Thirteen renal biopsies were obtained, 69% were women and 31% men, with a mean age of 31+9.3 years. The mean time from the onset of illness to hospital admission was 216 days. The main clinical manifestations were: edema in 23%, macroscopic hematuria in 15.38% and skin manifestations in 15.38%. About the clinical presentation 23% debuted with hematuria-proteinuria syndrome, 15.38% with nephrotic syndrome, 15.38% with nephritic syndrome, 15.38% with isolated proteinuria and 38.4% were rapidly progressive glomerulonephritis. The mean baseline creatinine on admission was 4.8+7.3mg/dl, the mean baseline GFR was 54.9 ml/min/1.73m2, the mean baseline CrCl from 24h urine was 47.87ml/min, the mean proteinuria was 2.9+2.2g/ 24h. Nobody had positive serology for HIV, HBV, HCV or syphilis, 1 patient had positive ANCA-P and 2 had positive ANAs test by immunofluorescence assay. A media of 9+5.9 days was found from admission to the kidney biopsy; hematomas were found in 30.8%, all less than 2 cm, none required surgical management. The mean time from admission to immunosuppressive treatment was 3.5 days. In the followed up 30.7% required renal replacement therapy, 75% needed peritoneal dialysis (PD) and 25% hemodialysis (HD); the means time of PD was 75 days and for HD 3 days; 30% had Cr levels <1 mg/dl at 6 months and 3 deaths occurred: 1 secondary hemorrhagic cerebrovascular event, 1 for septic shock and the third due to sepsis secondary to peritoneal dialysis-associated peritonitis. In the histopathological results 23% were lupus nephritis,15.2% were IgA nephropathy and 15.2% focal and segmental glomerulonephritis, were found 1 case of P-ANCA pauciimmune glomerulonephritis, 1 extracapillary proliferative diffuse glomerulonephritis and 1 immune-complex glomerulonephritis with diffuse extracapillary proliferative pattern.

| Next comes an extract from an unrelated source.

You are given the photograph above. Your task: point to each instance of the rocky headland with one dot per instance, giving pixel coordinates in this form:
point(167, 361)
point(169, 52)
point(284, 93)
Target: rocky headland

The present study represents the 1st registry in our hospital, due to social and economic difficulties that for a long time have prevented their performance and registration. The most frequent clinical manifestation was edema and the clinical syndrome on admission was hematuria-proteinuria. Lupus nephritis was the most frequent histopathological diagnosis.